Both PXE and normal networking under Linux are working again :-)
I BIOS-upgrade alone did not help (actually, it was a downgrade^^)

Please write something about this solution in the error message about the wrong crc, it would help many people.

Thanks,
Michael Fritscher

Simon Sigre (simon-sigre) wrote :

Michael as im having the same issue; i might try and do the same. Quite disappointing that we have to rely on Windows to bail us out. Ive even tried compiling the Intel drivers under Linux with the same error. Perhaps a live Windows Distro like Barts PE? I dont want to have to put the V1sta disks in and blow away my Ubuntu install.

Try to get a Vista DVD from somebody. You can actually boot them in a sort of Live System, perhaps you can install the drivers in it (the installation does not need a restart).

zika (4zika4) wrote :

hello,

a week ago I have upgraded my Hardy to Intrepid beta on 3 machines. the oldest one is still with Intrepid but two new had to be downgraded to Hardy since network did not work.

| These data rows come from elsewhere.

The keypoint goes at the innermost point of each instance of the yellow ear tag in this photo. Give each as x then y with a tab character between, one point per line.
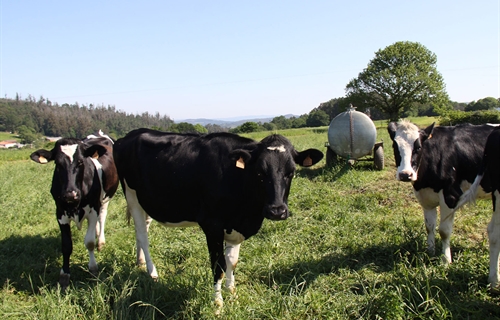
307	162
240	163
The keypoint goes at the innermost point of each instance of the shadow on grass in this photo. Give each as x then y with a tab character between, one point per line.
410	271
31	265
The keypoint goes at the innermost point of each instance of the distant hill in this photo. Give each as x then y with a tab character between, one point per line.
232	122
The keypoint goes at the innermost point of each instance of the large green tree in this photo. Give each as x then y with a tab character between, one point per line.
400	75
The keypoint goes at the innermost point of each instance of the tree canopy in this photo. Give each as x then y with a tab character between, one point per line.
399	76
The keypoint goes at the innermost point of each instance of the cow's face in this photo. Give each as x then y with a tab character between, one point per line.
71	158
272	167
407	140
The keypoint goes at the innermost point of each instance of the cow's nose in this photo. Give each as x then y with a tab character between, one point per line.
405	176
71	196
277	212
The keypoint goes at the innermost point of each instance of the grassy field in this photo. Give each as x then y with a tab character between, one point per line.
354	248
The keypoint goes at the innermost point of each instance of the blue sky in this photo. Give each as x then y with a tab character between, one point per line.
226	59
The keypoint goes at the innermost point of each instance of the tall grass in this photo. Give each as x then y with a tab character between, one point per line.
353	248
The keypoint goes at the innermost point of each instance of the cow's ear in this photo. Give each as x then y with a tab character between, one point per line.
241	157
427	132
308	157
391	128
41	156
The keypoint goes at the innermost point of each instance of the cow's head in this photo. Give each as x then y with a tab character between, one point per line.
407	140
72	157
272	166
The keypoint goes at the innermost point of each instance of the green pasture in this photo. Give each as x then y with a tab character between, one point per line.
353	248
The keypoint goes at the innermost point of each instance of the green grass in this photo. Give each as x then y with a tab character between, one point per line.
354	248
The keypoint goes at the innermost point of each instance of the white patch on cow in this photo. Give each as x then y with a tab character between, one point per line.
69	150
406	135
141	222
234	237
280	148
232	254
494	239
64	219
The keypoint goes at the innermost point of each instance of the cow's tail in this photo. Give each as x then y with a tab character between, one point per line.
129	215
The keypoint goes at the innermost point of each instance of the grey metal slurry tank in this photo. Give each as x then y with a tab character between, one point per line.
352	135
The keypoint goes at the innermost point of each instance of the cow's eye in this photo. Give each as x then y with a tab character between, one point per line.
260	176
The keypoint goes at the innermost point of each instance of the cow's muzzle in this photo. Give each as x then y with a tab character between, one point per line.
406	176
71	197
276	212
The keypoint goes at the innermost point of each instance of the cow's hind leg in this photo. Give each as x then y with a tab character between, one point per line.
215	242
494	239
430	216
141	222
90	240
101	239
447	217
231	256
67	249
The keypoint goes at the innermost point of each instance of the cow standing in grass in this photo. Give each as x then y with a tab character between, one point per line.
224	183
84	180
441	163
488	179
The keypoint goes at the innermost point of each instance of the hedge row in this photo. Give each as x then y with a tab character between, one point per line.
452	118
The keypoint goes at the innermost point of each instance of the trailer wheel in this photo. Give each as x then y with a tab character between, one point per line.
378	157
331	158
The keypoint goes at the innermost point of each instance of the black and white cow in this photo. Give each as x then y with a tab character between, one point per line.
84	180
488	179
224	183
441	162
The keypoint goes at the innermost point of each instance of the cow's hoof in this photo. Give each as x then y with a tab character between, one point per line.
94	270
231	289
495	289
100	246
446	261
64	281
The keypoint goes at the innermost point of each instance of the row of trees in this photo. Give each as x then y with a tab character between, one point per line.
402	80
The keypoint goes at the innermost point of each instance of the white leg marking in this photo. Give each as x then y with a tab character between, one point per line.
429	200
103	212
447	217
90	240
141	222
494	238
232	254
430	216
218	294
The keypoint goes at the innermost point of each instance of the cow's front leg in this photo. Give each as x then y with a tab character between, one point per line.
215	242
430	216
101	239
141	223
231	256
67	249
494	239
90	240
445	230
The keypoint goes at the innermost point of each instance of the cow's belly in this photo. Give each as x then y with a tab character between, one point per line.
168	211
180	224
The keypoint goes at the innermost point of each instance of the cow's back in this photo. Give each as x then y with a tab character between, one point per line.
180	175
451	156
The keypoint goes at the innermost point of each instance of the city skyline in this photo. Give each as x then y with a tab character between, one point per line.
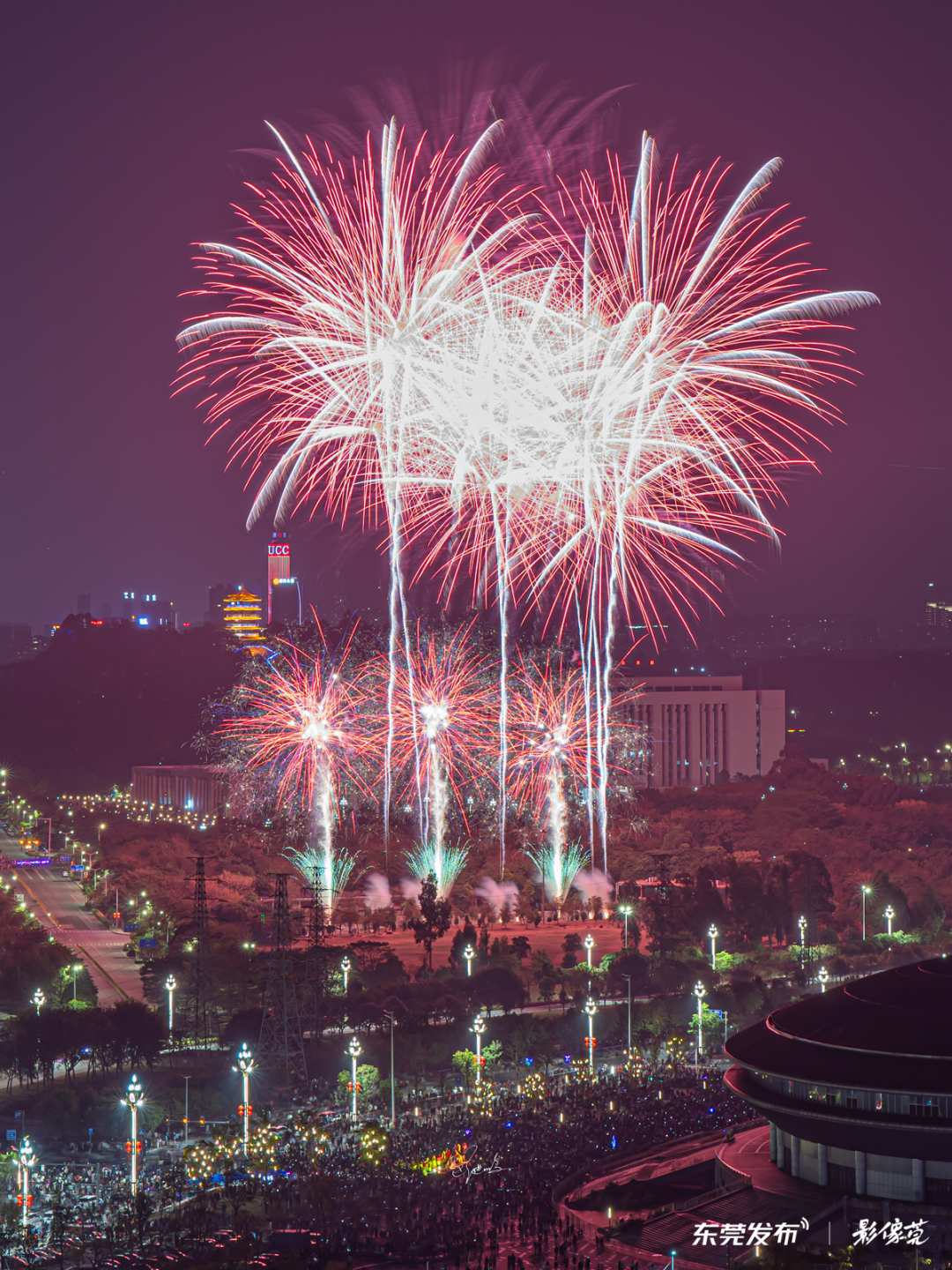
131	488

is it safe now to upgrade them to Intrepid beta or should I wait for official release?

Changed in linux:
status: In Progress → Fix Released
Yingying Zhao (yingying-zhao) wrote :
Download full text (4.7 KiB)

This is the patch which has passed Intel's testing and with this patch that issue can't be reproduced again now. It looks to be a work-around and with the .28 a fix for the root cause of the problem.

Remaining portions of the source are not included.